Our conversation was about making this season of disforia an opportunity for the wings, ballast and wind currents provided by a relationship with Jesus. How do we counsel such a great number of rudderless students about the destination of faith? How do we speak about the problems candidly without losing the children who need to hear the message, most. How do we avoid the outrage of a majority of people when we claim there is a better way?

While girls, the least affected group, according to a recent dutch study, 3.2 percent recorded as identifying as non-binary or LGBTQ, are more conservative than males (4.6%), our experience in the rural communities we serve in is about one in every seven girls (approx 15%) are dealing with their sexuality. What we are observing in rural America is not a natural or normal phenomenon. It is an outlier. We are on the front lines in rural America.

Too much is at stake to not step up in our call.

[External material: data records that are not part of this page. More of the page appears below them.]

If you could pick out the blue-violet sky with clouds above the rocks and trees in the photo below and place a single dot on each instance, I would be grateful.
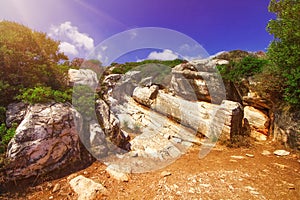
(80, 25)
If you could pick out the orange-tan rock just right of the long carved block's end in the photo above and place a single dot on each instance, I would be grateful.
(258, 121)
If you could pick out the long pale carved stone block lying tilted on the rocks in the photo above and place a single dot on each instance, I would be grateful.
(208, 119)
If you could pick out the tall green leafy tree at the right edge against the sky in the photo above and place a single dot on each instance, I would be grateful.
(284, 51)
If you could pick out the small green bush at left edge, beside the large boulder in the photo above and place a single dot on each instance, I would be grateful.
(6, 134)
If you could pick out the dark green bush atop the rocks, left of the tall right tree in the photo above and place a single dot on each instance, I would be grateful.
(237, 70)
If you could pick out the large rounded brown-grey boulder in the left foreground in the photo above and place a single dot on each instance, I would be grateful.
(46, 140)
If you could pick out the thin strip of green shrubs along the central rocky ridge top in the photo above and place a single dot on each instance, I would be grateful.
(123, 68)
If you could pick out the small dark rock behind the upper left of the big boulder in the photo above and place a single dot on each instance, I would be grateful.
(15, 113)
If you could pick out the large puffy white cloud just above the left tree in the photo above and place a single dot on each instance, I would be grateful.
(72, 40)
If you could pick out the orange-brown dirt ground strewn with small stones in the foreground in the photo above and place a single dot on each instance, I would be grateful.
(219, 175)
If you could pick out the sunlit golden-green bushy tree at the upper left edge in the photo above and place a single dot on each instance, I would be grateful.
(27, 59)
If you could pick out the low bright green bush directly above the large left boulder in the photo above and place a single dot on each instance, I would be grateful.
(41, 94)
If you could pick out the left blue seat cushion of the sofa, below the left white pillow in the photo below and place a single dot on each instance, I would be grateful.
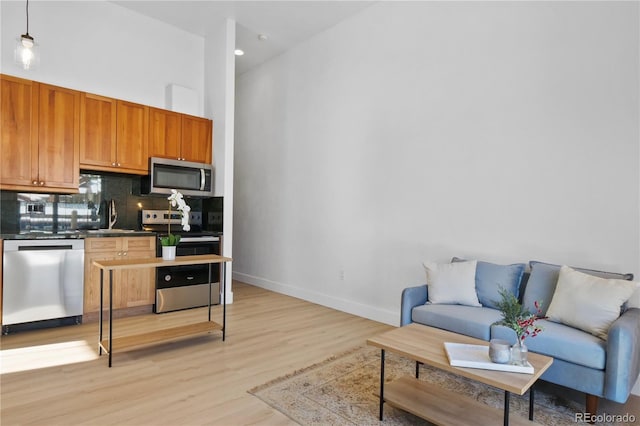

In the 1970s a Christian theologian and philosopher, Francis Schaeffer wrote a prediction for the western world. The exhaustive work was called, How Should We Then Live. He spoke regarding the dissolving of a biblical standard which Christians used to believe, “ABSOLUTE.” He wrote regarding a time in the near future (for him) where people claiming to follow Jesus would determine truth based on their feelings, opinions or circumstances. They would follow a Jesus of their own making, down a road of their own choosing, to a destination of their own happiness. Those days have been with us for a while now. He stated this about a believer’s response.

“The ordinary Christian with the Bible in his hand can say that the majority is wrong.

If Christianity is really true, then it involves the whole man, including his intellect and creativeness. Christianity is not just 'dogmatically' true or 'doctrinally' true. Rather, it is true to what is there, true in the whole area of the whole man in all of life.”

Schaeffer was not speaking in judgement or in hatred. He was being prophetic about a world committed to its own ideas. Truth, as God has dictated, in both senses of the word, was for our own benefit. Our response however, has been to throw off the restraints of God’s truth. We have become angry at God for disagreeing with us about any aspect of life.

These are the days this ministry serves.

Earlier today our directors met to discuss our commitment to loving the children God has asked us to love. One of our leaders made the statement, “Sometimes, real love does not feel like real love to our students.”

I am asking for each reader of this letter to commit to prayer, support and involvement in the lives of rural students. There are many big responses to the issues which are demanding our kids to make long term decisions based on momentary emotions and circumstances. Providing for affordable, or for so many of our most needy families, free counseling which may stem from the familial disfunction plaguing our rural communities, is a large-scale response. Praying for better training which allows our volunteers to step more readily equipped into the fray of hopelessness, or simply giving kids with personal and serious questions about the seemingly difficult rules that God has placed on his children have become more critical than ever.

Meanwhile, we continue to love every kid, at whatever level they are. We want to discover creative, instructive and sensitive responses to difficult interpersonal boundary areas which have been discarded by a world bent on destroying an individual’s personal dignity. Our responses are not about getting students to behave the way we want them to. It is instead to demonstrate Jesus gave his all in order to show them a more excellent way.

A friend recently quoted something someone had shared with him. “Whoever wants this next generation most will get them.”

I have a limited number of responses.

I can either complain and rant to no benefit, or I can want this next generation more. Jesus did the latter.